Inspiration
Several of the group members are Classroom Assistants for CS100, by far the biggest computing course on our campus at NJIT. After all having worked with this class for over a year, we all noticed that students often struggle to keep up despite the extensive support system in place. The course does its best to aid these students by offering tutoring at all hours of the day and offering close guidance, but some students still do not find this to be enough. In some cases they may have trouble following along with the lecture; others may work during the day and are unable to attend any of the tutoring sessions; others yet simply need more practice before the concepts finally sink in. There are some materials online that may satisfy this demand , but all of these contain inconsistencies with the curriculum of the CS100 class, and students who learn things a different way than what the course requires consistently run into problems down the road. The aim of pyLearner is to provide an all-in-one stop for addressing these issues - not only does pyLearner offer a comprehensive guide to each lecture, each topic comes with practice questions that have hidden test cases and are formatted specifically to prepare students to succeed in CS100.
What it does
pyLearner aims to split up the entire curriculum of CS100 into lectures, and further again into more digestible lessons. Each lesson comes with a key concept of python explained in an articulate and brief blurb, followed by a small coding challenge that has the user utilize the skill they just picked up. These coding challenges come with hidden test cases, informing the user how many of the cases they passed out of the possible pool but not revealing any information about what exactly went wrong, forcing the user to think critically and also fostering a desire to get it right. The code itself is typed using an in-browser code editor directly in the site, and submitted and graded automatically with the click of a button. In addition to lessons based off the curriculum directly, pyLearner also offers slightly broader coding challenges similar to the sort of questions asked on class exams, to help students better prepare with the ease of mind that they're on the right track.
How we built it
After discussing how we wanted the layout of the site, we split into front end, middle end and back end teams. Front end was responsible for building the site, creating the content of the curriculum and challenges, and facilitating user submissions for grading later. Back end took care of the server along with the process of grading the generated submission file. Middle end handled tying the front and back together and ensuring that the site as a whole was functional.
Challenges we ran into
We initially decided to try and use Azure, after garnering interest from their advertisements before the event. This cost us about 7 hours of trying to get it to work, as the original goal was to have a VM run on it that could compile and run code for us, as well as host our web page. After trying tutorial after tutorial and this and that, we decided that hosting our web app on Azure was not possible within the time frame, and we abandoned that. Instead, we settled for having full functionality on localhost, which at least showed proof of concept.

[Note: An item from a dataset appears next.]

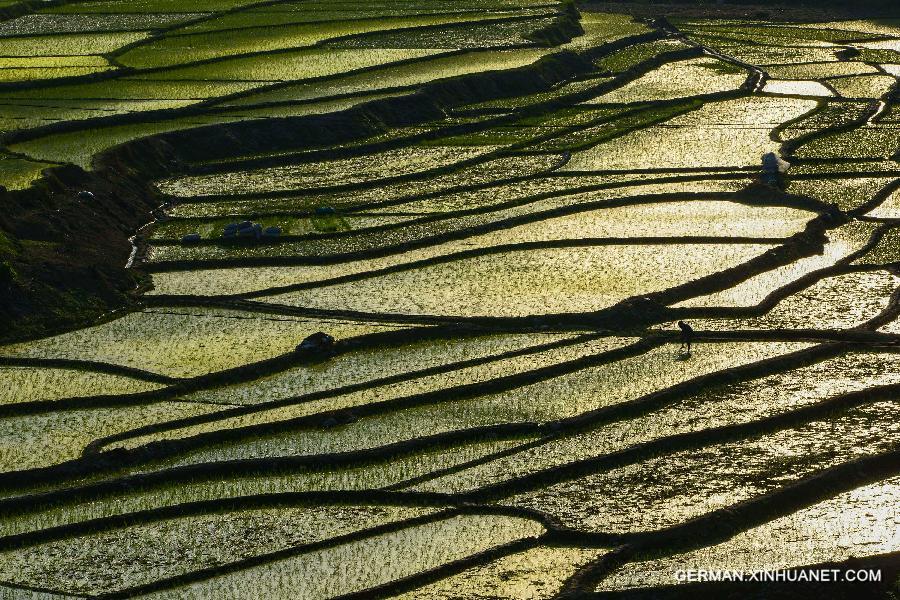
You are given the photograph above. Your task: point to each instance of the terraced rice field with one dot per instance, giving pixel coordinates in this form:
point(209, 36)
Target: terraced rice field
point(499, 210)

Accomplishments that we're proud of
We have a clean and intuitive front-end that doesn't get in the way of our core functionality. Furthermore, our web app works perfectly fine on a localhost, which in the future would easily be put on a domain for others to use. Our application is able to take in python code, compile it, run it, run test cases on it, and determine if the code is correct. Also, we believe that with further development, the tool could be extremely powerful and useful to the CS department at NJIT. An online tool for learning python with in-depth instructions and examples is invaluable, especially when it is tailored for the CS100 course here at NJIT.
What we learned
We were lax with some of the communication we had, so when we went our own way and built code, when we reconvened, we had different expectations for what was built. Now we know to make sure that before independent work is carried out, we should agree on exactly what the protocol is, relevant deliverables, how it fits in the scope of the project, etc.
What's next for PyLearner
Once the rest of the curriculum is written as lessons with built-in testcases and examples, this tool could nearly substitute CS100, if not provide extremely valuable supplement. On top of that, several practice midterm problems could be added to make preparation for exams much more targeted and efficient for students. Finally, deploying the app on a web service would allow any student to access this tool according to their needs.